Or maybe I'm just trying to sound impressive and important with all this course information. What does it really mean anyway to be able to sponge all this stuff in and regurgitate it in the right colour and texture for an exam? What really matters is being able to apply what has been learned to research or the job force. Right?

My first few days at UVic were dreadful. I was unimpressed when my very first lecture had maybe 250 students and the lecturer introduced herself as "Professor Venn" (no first name). I had to remember that I am just a student number, just a barcode, a drop in the rain storm that waters this campus. Old acquaintances from labs and lectures didn't seem to recognize me. I felt invisible. It stung.

But luckily UVic isn't very big, and by now I've bumped into almost all of my old friends, and have made a number of new ones. I have people to sit beside in my classes and I feel good strolling around campus.

I DO have too much to juggle, and I feel like I just have to accept that I'm going to lose track and forget things. I've already lost a coursepack, my agenda, and a lab notebook, and I've forgotten one assignment deadline, a violin lesson and my lab coat (twice). And while I'm aware that I have several big midterms next week, I'm not exactly sure when they are.

Oh, and then there's the work VISA application for Switzerland, which I haven't started (I just got my passport today, and if you're trying to get a Canadian passport right now, I'm sure you can appreciate the stuggle). I need to learn to drive standard before May. I'm volunteering 4 hours a week sorting aquatic inverts for a fellow doing his Masters, and then one day every month at the Marine Ecology Station in Sidney. And at some point I promised our co-op coordinator I'd write up a side-report...and speaking of co-op I have work leftover from my last co-op term with Agriculture Canada in Agassiz, BC. I was working on a spider identification project (really really neat actually - I found a lot of introduced species that have never been reported in Canada before - but if you get me stared about that I won't shut up), and I have more labwork and writing to do to get that off the ground so that it can go into a journal (and be my very first scientific publication, woo!). Oh! And for any of you U*Uers who know the lingo, I'm leading an LDC for YRUU in Ohio in March, and my C*LDC was more than two years ago and I have to blow dust off ye olde LDC guide and prep for that one. I have my plane tickets and a passport though. And at some point I have to go donate blood, because it's been year(s) since I've been anaemic and I should do that.

So maybe that was more a to-do list for me than it was an interesting thing for you to read, but I'm posting it anyway.

In a way this is a life-style test. It's a test to see if I can la-dee-da through a very difficult semester, if pure curiousity and intrinsic enjoyment of school subjects will carry me through, if I can beat rote memorization with deeper comprehension, if everything will just fall into place if I let it be.

Maybe I should set up a betting pool?
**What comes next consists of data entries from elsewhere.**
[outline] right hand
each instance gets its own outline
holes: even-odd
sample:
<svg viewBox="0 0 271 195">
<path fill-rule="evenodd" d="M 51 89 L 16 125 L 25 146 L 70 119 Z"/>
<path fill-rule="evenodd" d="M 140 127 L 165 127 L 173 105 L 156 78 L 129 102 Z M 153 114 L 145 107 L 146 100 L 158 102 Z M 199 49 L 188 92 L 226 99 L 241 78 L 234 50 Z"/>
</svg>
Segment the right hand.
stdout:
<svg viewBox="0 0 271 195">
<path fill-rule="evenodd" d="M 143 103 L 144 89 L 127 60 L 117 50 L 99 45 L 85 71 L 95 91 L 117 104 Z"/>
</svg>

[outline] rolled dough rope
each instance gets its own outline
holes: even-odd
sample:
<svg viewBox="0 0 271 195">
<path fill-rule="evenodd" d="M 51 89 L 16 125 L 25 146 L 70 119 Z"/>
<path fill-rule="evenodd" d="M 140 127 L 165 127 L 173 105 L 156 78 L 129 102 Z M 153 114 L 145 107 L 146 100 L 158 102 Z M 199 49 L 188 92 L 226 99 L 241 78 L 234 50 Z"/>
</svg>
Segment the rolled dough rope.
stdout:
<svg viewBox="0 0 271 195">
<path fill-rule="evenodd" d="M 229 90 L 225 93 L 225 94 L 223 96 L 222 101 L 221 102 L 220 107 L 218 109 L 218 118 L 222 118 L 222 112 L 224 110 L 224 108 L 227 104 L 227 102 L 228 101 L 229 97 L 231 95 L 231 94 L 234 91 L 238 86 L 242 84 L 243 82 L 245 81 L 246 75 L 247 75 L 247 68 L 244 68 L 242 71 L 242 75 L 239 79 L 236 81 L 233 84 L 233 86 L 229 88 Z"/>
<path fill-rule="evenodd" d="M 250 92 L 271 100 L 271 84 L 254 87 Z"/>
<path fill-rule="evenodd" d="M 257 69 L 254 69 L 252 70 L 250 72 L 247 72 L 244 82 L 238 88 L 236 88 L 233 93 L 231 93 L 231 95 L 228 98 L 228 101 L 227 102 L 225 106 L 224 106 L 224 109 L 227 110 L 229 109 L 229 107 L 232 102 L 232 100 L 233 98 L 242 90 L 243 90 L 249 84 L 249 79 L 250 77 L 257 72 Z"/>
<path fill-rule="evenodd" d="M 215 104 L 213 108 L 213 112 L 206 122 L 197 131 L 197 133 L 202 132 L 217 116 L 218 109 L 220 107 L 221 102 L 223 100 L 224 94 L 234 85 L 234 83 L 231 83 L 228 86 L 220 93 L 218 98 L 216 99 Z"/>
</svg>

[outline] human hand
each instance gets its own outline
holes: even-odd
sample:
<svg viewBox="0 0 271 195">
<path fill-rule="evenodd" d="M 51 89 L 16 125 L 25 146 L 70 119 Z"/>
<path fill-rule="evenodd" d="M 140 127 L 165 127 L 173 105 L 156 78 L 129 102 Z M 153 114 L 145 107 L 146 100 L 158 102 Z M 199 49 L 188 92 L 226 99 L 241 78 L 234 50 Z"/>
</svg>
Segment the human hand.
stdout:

Will she drop out of her courses? Will she make it through? Any takers?

I'm living in an apartment in Vic West and I love it. I live with Anna (a wonderful woman I met through Capital U*U - and if you wanna look up U*U I recommend googling or wikiing "Unitarian Universalist") and two cats. I have a big bedroom, I live really close to the ocean on two sides and a nice coffee shop and I LOVE my 45 min direct bus ride because the buses are double-decker and I can sit on the top and get one of three much needed things: (1) time to study, (2) time to sit and think, (3) time to visit with people.




(Spiral cafe - local joing with live band; the gorge by my house; apartment across the street with palm trees, gotta love Victown)

When asked 'how are you' I say 'good,' because it's an average. I'm a bit of a roller coaster: I might be dancing one minute, without a care, and the next I'm pulling out my hair and twitching with anxiety. I feel very vulnerable to the littlest comment or action or change in the wind (for better or worse).

So overall, I'm good. Busy (or at least I should be busy), but good. Occasionally on-the-edge-of-nervous-breakdown-give-me-more-coffee-or-please-don't-give-me-another-drop-I-just-might- but then I'm in love with a cloud or something sparkly and life is good.